So... right. I finished Prisoner of Azkaban late the other night... in which we are introduced to Sirius Black and Professor Lupin (best. DADA teacher. ever.), get hints of the source of Snape's drama, and find out why the heck anyone thought it was a good idea to put a homicidal plant on the Hogwarts campus.

This has always been one of my favorites in the series... odd, because it has quite a few haters, but I don't care. Sure, the whole time travel bit is very deus ex machina, and there are way too many long, drawn out conversations that solely exist to explain everything (the pub chat, the Shrieking Shack), but... seriously. It marks the beginning of the series' darker side, and yet is one last fun ride before the ending of Goblet of Fire where everything begins to spiral out of control.

And it's the last book with a "Quidditch is a wizarding sport, and here is every ridiculous rule just in case you forgot what I said last time" paragraph. Bludgers, Quaffle, Snitch, we get it. Next book, there's no Quidditch at all. Hooray!

But most importantly: !!!WEREWOLF ACTION!!! Lupin still owns.

I wouldn't put it as the best of the series (I'm still thinking Order of the Phoenix for that title... unless a second read of Deathly Hallows changes my mind), but I still find it one of the most enjoyable.

Plus, the boggart/Snape-in-a-dress bit still makes me giggle.

Monday, August 9, 2010

cheap music skillz

(Aside: I meant to bring back Music Monday with this post... had it scheduled and everything. Too bad I forgot to click publish. Fail. Please enjoy Music Monday on a Wednesday.)

So I got
the new Arcade Fire record for $3.99 on Amazon Mp3 last week.

And for those not keeping score on Twitter, that means in less than three months, I got all three of their albums for a grand total of $13.99. I should be proud of my thrifty music shopping skillz, but I still kind of feel like I'm cheating on my beloved favorite record store. I wonder if re-purchasing The Suburbs on vinyl would be suitable atonement?

Welcome to the future, I guess. How long before I cave to the Kindle or iPad for my book obsession?

***

In a great twist of hypocrisy, I direct you to a selection from Amazon's $5 albums worth your attention. I'm slightly disappointed in this month's selections (I see a couple I might risk because they got good reviews, but not a whole lot stands out...), but there's a gem in there by the name of The Medicine by John Mark McMillan.

This is seriously one of the best worship records I've heard in a long time.
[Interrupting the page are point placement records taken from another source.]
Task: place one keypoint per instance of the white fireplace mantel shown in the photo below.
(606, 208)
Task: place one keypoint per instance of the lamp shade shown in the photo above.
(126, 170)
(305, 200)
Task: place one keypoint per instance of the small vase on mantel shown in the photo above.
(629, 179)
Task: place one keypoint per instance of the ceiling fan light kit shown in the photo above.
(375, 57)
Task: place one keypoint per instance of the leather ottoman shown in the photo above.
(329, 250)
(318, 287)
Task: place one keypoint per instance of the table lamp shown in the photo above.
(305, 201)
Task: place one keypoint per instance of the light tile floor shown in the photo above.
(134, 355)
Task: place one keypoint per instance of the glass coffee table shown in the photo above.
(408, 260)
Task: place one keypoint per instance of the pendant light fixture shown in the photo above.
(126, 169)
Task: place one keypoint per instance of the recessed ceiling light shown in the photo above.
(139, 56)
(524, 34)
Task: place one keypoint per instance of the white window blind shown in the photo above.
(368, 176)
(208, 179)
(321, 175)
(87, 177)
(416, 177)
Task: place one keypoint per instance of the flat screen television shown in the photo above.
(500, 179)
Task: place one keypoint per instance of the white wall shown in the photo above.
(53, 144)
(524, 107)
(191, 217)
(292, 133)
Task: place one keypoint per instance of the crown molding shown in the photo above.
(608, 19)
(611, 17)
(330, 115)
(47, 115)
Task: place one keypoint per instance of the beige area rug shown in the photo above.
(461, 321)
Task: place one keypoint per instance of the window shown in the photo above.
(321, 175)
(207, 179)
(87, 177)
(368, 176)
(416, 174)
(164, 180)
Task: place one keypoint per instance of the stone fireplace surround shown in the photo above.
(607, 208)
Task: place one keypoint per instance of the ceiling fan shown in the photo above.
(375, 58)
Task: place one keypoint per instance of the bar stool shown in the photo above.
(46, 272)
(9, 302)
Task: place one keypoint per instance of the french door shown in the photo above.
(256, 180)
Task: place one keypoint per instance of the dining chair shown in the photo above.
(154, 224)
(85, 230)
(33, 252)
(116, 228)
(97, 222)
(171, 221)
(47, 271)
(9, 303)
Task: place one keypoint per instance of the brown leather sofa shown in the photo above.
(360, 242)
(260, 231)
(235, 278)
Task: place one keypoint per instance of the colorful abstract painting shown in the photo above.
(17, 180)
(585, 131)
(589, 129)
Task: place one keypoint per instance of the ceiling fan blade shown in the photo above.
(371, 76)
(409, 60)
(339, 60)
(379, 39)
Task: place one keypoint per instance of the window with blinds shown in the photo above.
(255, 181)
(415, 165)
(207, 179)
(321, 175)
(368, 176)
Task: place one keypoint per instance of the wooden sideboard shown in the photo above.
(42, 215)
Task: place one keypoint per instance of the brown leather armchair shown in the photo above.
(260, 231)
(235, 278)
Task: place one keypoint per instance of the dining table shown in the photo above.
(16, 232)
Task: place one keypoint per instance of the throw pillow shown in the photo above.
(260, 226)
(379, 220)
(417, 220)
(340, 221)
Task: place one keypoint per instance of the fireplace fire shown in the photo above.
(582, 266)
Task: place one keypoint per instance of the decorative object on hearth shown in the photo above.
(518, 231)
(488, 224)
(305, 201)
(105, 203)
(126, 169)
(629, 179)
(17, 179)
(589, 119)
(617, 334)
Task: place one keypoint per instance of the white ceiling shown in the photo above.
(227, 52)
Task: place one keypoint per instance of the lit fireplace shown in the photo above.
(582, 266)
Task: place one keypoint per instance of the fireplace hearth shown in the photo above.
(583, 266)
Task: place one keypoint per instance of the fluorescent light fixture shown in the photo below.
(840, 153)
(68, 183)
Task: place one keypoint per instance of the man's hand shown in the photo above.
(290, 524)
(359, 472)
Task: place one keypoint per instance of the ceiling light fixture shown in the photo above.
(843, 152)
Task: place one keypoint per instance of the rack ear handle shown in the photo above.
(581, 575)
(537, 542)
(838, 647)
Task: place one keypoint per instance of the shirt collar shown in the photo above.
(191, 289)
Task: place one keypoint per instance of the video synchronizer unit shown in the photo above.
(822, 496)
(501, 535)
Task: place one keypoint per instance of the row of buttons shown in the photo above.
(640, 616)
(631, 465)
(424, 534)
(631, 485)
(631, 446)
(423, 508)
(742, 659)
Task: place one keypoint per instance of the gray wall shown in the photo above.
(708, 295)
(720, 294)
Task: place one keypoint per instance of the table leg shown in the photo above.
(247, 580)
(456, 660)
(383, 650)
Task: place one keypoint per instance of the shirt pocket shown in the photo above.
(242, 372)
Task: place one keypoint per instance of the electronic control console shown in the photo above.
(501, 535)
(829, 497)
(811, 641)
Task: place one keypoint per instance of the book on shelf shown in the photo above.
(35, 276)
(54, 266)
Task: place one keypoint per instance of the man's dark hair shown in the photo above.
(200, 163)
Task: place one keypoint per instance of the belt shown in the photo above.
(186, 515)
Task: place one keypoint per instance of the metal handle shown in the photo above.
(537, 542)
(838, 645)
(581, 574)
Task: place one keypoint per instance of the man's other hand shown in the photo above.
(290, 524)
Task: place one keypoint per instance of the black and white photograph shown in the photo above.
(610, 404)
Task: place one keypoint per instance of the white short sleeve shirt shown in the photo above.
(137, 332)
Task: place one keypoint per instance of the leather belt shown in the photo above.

Yes worship. Don't be deterred. This is not happy-clappy praise choruses that go on forever and ever (amen). It's more like Bruce Springsteen and Chris Tomlin hung out and listened to some Dead Weather and wrote a worship record. (something like that) It's dark, gritty, earthy, and intense. It's an album about life and death and resurrection... and the lyrics. Oh, the lyrics. I love a writer that can take our mundane world of concrete and interstates and turn it into something transcendent. Some of my favorites...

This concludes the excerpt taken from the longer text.